Liverpool Echo 13th January 1992
Walton Cello Concerto
WILLIAM LEECE: Philharmonic Hall
REGULAR Phil-goers must reckon they know Elgar’s Enigma Variations so well that nothing in the work can surprise them any longer. But it’ s always nice to be proved wrong and a packed Philharmonic cheered Libor Pesek to the rafters after he conducted Elgar’s old reliable for the first time on Saturday night.
I doubt if anyone In Liverpool had heard the piece played quite so expansively before. Pesek took a brazenly romantic approach from the very first notes, wringing every drop out of the music and encouraging the RLPO to give it everything they had. Above all it worked in the Nimrod variation, with the music slowed right down and the tension and emotion almost unbearable. Pesek has never been afraid to take risks: sometimes he comes unstuck, but more often living dangerously is the way to succeed as the Elgar showed.
In fact the whole of Saturday’s all-English concert was a calculated risk, as Posek was tackling every single work on the programmed for the first time. On top of that, cellist Julian Lloyd-Webber was playing Sir William Walton’s Cello Concerto for only the second time in his career – not that it showed for one moment.
Lloyd-Webber obviously adores the piece, so affectionate and fluent was his performance.

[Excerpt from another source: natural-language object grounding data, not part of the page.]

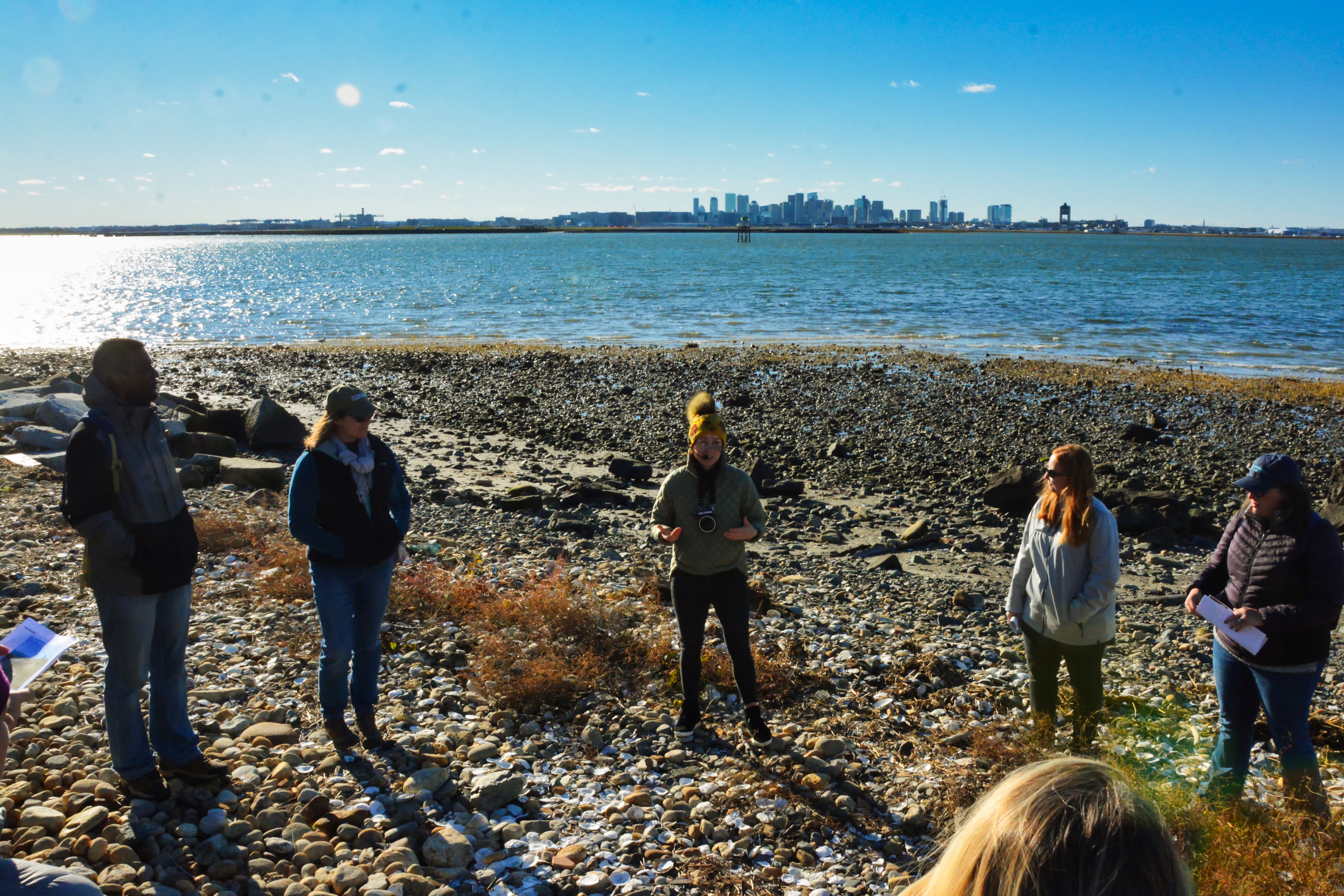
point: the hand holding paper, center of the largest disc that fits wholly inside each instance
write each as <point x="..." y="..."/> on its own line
<point x="1217" y="613"/>
<point x="31" y="648"/>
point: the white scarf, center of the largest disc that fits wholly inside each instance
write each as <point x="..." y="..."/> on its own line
<point x="361" y="467"/>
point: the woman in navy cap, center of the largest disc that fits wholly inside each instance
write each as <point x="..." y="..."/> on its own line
<point x="1281" y="570"/>
<point x="350" y="506"/>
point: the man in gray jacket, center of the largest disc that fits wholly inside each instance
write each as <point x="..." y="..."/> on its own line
<point x="122" y="493"/>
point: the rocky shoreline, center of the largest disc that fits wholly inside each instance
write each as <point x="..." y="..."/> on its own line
<point x="897" y="481"/>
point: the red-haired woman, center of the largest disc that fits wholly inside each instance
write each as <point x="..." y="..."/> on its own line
<point x="1064" y="592"/>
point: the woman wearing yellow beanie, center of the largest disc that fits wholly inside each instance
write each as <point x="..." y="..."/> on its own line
<point x="698" y="512"/>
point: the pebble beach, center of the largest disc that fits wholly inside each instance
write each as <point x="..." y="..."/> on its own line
<point x="529" y="677"/>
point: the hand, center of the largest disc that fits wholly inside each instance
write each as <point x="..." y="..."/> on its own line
<point x="1193" y="601"/>
<point x="744" y="532"/>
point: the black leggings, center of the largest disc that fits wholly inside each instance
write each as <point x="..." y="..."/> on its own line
<point x="693" y="596"/>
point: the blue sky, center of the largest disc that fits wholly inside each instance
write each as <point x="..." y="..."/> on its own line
<point x="190" y="112"/>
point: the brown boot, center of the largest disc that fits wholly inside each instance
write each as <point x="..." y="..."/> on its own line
<point x="1043" y="735"/>
<point x="341" y="734"/>
<point x="1307" y="791"/>
<point x="373" y="738"/>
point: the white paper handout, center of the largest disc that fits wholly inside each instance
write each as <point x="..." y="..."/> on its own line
<point x="33" y="648"/>
<point x="1217" y="613"/>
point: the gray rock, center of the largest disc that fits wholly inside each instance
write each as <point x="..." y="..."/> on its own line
<point x="252" y="475"/>
<point x="447" y="848"/>
<point x="42" y="437"/>
<point x="268" y="424"/>
<point x="23" y="402"/>
<point x="494" y="791"/>
<point x="61" y="412"/>
<point x="1012" y="489"/>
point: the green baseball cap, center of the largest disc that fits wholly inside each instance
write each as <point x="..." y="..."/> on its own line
<point x="349" y="401"/>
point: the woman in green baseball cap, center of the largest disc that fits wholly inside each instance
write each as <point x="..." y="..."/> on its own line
<point x="350" y="506"/>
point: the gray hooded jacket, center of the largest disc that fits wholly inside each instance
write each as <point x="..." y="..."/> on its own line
<point x="1065" y="592"/>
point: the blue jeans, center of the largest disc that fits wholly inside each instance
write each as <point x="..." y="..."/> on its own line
<point x="146" y="639"/>
<point x="351" y="602"/>
<point x="1241" y="692"/>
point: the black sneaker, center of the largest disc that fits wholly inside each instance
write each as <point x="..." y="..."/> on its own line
<point x="195" y="772"/>
<point x="761" y="735"/>
<point x="341" y="734"/>
<point x="687" y="722"/>
<point x="150" y="786"/>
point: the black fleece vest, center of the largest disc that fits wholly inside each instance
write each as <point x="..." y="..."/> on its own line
<point x="369" y="538"/>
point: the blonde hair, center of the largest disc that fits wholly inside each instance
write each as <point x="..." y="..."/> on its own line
<point x="1070" y="510"/>
<point x="323" y="431"/>
<point x="1060" y="827"/>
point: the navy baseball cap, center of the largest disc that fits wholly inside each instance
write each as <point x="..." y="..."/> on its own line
<point x="1269" y="472"/>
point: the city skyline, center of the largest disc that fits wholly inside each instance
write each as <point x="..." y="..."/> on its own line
<point x="155" y="113"/>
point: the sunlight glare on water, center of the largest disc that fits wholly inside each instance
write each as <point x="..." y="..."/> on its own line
<point x="1230" y="304"/>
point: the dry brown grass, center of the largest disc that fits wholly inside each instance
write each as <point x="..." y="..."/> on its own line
<point x="541" y="645"/>
<point x="221" y="535"/>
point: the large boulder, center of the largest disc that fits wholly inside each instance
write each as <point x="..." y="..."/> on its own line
<point x="252" y="475"/>
<point x="61" y="412"/>
<point x="1014" y="489"/>
<point x="193" y="444"/>
<point x="22" y="402"/>
<point x="42" y="437"/>
<point x="268" y="424"/>
<point x="495" y="791"/>
<point x="624" y="468"/>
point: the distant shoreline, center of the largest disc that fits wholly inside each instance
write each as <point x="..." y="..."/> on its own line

But despite his musical eloquence, I remain unconvinced that here is a neglected masterpiece waiting to be taken up by cellists across the world.
At the beginning of the evening came a shimmering account of Sir Michael Tippett’s Fantasia Concertante of a Theme of Corelli which will undoubtedly sounds even better after the orchestra has played it a couple of times on its Canary island tour later this month.